Italia21

giovedì 4 giugno 2015

La buona educazione



Soffermandoci sull’etimologia del verbo educare  risalendo all’illustre Pietro Ottorino Pianigiani ( magistrato, politico e cultore di linguistica, autore, nel 1907, del “Vocabolario etimologico della lingua italiana ), rileviamo che deriva dal latino ed è composta dalla particella e ( da, di, fuori) e dal verbo ducere ( condurre,trarre ):

aiutare con opportuna disciplina a mettere in atto, svolgere, le buone inclinazioni dell’animo e le potenze della mente, e a combattere le inclinazioni non buone; lo è condur fuori dai difetti originali della rozza natura, instillando abiti di moralità e di buona creanza; altrimenti allevare, istruire…

A questo punto è necessaria una riflessione su chi è ( o sarebbe giusto che fosse) l’educatore e l’educando.

Se consideriamo il genitore e la famiglia la fonte originaria dell’educazione e l’oggetto il figlio/a , ne deriva che il compito primigenio è immane , di gran lunga superiore alle energie e risorse( fisiche, psiche e materiali) dell’educatore, perciò il processo educativo appare destinato a deficit e mancanze di vario tipo ed intensità, in ogni caso  l’obiettivo , ove venga raggiunto, è parziale e difficile da conseguire.
Ecco che nello specifico dell’educando bimbo o giovane intervengono attori vari dividendo i compiti sulla base delle competenze e dei ruoli di ciascuno. Dalla scuola ( definita non a caso agenzia educativa per eccellenza ) ai gruppi e contesti  ricreativi  ed espressivi (sport, hobby) o di approfondimento culturale ( musica, lingue straniere, informatica) e morale-religioso ( oratorio, catechismo ), la lista  si allunga alla luce delle multiattività  offerte a vario titolo da associazioni, enti ed aggregazioni sociali.

Fin qui niente di strano, ma se intendessimo  approfondire i progetti educativi di ciascun ambito, alla luce dell’ ovvia considerazione che l’obiettivo primario di ciascuna attività dovrebbe essere l’educere  come da etimologia, potremmo non trovare risposta se non addirittura  toccare la vacuità delle varie proposte dal punto di vista educativo.

Qualora  chiedessimo all’operatore, animatore, allenatore…( di una ludoteca, struttura, ricreativa, centro vacanze etc..) quale l’obiettivo ed il programma educativo dell’attività proposta, correremmo il rischio di suscitare risposte varie che vanno dall’ilarità allo strabuzzare gli occhi, all’essere trattati come i rompiballe di turno; e se ricordassimo loro che sono in primis educatori di educandi, potremmo doverci  preparare  ad esplosioni verbali  o altre animosità nei nostri confronti, tacciati quantomeno di inopportuni se non proprio di importuni.

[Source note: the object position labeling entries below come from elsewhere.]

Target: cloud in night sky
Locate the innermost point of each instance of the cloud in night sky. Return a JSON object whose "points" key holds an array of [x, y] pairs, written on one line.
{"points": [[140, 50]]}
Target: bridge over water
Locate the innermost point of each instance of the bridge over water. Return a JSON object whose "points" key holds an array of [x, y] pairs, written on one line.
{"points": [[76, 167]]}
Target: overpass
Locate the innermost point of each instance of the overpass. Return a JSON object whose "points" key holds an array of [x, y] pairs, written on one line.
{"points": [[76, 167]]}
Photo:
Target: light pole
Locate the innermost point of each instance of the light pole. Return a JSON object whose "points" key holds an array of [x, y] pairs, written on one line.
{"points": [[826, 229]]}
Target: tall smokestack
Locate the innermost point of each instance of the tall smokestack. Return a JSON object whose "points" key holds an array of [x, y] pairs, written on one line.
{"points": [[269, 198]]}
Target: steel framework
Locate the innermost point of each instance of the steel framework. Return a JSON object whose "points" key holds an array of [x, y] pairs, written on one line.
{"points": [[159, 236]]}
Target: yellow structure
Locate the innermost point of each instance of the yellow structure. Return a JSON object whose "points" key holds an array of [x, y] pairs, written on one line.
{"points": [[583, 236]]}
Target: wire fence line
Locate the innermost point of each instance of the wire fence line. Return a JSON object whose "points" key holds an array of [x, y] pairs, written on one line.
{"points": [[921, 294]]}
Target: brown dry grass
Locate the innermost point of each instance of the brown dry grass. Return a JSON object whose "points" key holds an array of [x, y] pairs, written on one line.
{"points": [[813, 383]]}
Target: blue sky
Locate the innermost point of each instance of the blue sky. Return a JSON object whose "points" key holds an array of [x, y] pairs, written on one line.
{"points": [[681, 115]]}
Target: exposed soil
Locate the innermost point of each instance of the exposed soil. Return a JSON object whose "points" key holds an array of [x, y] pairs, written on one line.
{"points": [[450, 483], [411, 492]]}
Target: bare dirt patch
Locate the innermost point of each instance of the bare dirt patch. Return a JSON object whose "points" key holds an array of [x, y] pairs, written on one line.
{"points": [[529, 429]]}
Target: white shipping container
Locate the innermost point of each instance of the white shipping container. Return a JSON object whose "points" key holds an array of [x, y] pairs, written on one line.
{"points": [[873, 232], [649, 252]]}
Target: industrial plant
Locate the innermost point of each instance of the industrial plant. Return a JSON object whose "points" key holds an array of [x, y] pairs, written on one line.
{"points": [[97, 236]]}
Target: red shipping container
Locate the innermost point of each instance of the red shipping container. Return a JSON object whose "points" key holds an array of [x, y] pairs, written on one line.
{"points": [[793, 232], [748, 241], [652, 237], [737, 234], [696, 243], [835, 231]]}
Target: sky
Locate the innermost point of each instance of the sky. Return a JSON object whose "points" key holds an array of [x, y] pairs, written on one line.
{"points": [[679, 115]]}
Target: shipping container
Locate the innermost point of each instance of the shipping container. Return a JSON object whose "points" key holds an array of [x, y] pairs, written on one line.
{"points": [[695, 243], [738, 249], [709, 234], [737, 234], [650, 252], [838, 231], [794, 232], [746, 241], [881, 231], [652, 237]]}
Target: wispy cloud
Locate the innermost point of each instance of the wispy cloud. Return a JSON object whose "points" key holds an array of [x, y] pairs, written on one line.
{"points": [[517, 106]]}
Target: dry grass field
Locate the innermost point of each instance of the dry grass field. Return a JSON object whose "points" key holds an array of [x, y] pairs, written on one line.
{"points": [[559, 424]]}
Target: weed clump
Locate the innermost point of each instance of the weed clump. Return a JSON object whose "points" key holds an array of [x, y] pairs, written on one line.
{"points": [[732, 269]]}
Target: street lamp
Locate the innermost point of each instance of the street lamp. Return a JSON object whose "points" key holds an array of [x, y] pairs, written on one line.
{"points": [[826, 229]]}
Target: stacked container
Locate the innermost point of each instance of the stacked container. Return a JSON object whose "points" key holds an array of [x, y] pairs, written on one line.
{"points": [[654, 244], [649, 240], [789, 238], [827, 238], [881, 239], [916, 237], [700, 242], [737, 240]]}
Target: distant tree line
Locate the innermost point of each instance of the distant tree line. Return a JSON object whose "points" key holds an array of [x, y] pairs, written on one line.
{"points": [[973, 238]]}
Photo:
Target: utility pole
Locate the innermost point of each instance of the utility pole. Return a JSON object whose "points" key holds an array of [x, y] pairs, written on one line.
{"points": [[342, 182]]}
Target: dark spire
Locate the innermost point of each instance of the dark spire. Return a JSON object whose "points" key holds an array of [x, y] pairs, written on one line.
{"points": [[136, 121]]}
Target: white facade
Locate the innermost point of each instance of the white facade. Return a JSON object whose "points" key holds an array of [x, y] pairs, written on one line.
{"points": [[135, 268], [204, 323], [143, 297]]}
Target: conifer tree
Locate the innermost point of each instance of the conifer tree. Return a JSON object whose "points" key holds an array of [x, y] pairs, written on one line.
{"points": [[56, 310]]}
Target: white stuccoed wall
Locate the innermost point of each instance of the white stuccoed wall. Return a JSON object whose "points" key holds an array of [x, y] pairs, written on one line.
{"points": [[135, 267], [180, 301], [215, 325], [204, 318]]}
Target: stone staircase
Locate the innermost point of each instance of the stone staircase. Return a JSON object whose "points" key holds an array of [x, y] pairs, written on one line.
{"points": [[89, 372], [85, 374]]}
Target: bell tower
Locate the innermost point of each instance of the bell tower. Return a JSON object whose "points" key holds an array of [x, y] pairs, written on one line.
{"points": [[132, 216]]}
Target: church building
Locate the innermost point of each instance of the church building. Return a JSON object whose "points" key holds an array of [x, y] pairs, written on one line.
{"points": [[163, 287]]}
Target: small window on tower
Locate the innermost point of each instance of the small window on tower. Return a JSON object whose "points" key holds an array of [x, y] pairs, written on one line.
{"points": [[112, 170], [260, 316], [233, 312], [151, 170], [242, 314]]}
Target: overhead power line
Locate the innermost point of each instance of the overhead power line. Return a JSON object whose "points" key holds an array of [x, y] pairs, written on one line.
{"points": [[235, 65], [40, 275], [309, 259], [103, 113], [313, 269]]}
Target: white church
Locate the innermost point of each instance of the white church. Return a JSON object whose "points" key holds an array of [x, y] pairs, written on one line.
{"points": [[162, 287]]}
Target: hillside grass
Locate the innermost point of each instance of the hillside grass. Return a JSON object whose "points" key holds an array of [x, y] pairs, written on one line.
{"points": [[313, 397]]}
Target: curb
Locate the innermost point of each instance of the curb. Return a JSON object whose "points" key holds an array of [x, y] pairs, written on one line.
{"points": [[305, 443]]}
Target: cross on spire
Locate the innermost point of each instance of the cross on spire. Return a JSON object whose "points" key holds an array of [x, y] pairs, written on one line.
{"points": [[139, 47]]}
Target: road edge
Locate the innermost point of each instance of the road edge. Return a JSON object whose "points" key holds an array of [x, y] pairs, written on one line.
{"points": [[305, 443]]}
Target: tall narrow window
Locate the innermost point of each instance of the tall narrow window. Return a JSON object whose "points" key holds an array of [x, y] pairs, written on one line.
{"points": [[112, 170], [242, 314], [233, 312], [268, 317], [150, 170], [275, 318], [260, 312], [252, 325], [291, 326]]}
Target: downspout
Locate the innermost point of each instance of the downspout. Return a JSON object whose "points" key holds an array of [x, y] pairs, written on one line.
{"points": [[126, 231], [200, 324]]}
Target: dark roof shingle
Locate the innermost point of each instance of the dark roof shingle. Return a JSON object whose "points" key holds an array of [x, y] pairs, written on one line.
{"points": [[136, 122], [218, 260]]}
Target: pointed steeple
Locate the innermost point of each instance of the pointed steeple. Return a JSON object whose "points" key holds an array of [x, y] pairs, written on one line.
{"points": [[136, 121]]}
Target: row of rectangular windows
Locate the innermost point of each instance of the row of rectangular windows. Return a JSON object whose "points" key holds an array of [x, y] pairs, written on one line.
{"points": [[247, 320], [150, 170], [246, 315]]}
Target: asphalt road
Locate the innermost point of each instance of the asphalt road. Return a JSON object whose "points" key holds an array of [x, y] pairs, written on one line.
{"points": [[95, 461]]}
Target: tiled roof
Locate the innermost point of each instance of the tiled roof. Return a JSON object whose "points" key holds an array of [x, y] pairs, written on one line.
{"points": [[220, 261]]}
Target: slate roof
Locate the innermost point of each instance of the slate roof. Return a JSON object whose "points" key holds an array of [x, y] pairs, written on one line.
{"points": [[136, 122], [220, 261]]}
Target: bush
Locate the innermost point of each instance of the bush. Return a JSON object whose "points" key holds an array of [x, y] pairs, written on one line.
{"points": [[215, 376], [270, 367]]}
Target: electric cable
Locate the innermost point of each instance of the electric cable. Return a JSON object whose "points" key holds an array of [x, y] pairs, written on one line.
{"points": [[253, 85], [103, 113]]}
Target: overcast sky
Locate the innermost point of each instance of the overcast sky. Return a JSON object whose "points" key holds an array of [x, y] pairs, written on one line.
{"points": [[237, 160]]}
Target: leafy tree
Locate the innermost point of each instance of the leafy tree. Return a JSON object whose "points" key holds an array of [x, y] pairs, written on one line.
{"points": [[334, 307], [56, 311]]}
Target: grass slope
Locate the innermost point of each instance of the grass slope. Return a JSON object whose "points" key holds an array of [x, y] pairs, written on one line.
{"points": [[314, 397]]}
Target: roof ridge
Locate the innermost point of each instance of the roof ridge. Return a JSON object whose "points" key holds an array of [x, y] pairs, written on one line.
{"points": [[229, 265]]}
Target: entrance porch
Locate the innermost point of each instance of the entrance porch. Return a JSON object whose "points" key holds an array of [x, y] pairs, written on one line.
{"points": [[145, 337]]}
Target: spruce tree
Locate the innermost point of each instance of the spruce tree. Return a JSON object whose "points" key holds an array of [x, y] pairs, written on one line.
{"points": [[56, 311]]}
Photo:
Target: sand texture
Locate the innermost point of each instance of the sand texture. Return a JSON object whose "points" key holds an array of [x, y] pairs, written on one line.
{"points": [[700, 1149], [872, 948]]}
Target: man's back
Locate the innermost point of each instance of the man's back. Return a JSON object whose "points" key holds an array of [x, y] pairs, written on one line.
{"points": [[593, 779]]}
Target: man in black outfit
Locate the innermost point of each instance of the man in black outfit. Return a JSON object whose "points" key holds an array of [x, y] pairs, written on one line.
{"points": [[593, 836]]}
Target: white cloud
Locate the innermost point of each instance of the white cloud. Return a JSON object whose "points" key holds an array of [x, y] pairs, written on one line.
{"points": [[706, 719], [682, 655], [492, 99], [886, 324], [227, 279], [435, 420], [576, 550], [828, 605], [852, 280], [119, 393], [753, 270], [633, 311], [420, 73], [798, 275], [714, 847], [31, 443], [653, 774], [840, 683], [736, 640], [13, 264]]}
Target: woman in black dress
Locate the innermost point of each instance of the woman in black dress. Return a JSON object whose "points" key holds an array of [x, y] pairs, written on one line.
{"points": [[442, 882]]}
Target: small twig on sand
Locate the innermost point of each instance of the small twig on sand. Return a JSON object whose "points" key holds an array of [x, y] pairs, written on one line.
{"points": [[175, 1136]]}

Fin qui ci potrebbe anche stare ( secondo il gergo in uso) perché potrebbe dipendere  dall’impreparazione del singolo ( anche se non dovrebbe essere accettabile), ma che dire quando è l’istituzione scolastica che non fornisce nei suoi POF tracce e percorsi  educativi chiari e visibili  o meglio tangibili e perché no, anche costruiti, almeno sommariamente, secondo programmazioni calate nel contesto individuale e sociale dell’educando?

Le esternazioni renziane diffuse dalla rete volte alla difesa del decreto la Buona scuola non ci hanno condotto a rilevare le tracce di quei percorsi ed obiettivi educativi dai quali non si può prescindere se si intendono l’insegnamento e l’apprendimento  come medium  per l’acquisizione di strumenti che , riprendendo la definizione del Pianigiani :

emancipino dalla rozza natura verso la moralità e la buona creanza;

stimolino le potenze della mente;

contrastino le cattive inclinazioni dell’animo a favore delle buone.

In questo senso l’educazione è da intendere come processo non limitato all’individuo che affronta un percorso di crescita in funzione dell’età, ma in senso più ampio l’educando è colui che vuole o deve poter affrontare una fase evolutiva  che comporta un cambiamento  verso aree di progresso e civiltà ( l’educativa della comunità è un’area fondamentale nei progetti di prevenzione).

Dunque una domanda sorge spontanea: non sarebbe il caso di sostituire per i nostri politici le scuole di formazione alla politica ( ove ancora esistano ) con percorsi ( almeno)  di alfabetizzazione educativa che, sempre  nell’ottica pianigiana li conducano a superare le rozzezze, ad acquisire moralità e buona creanza, a sviluppare le potenze della mente e le buone inclinazioni dell’animo?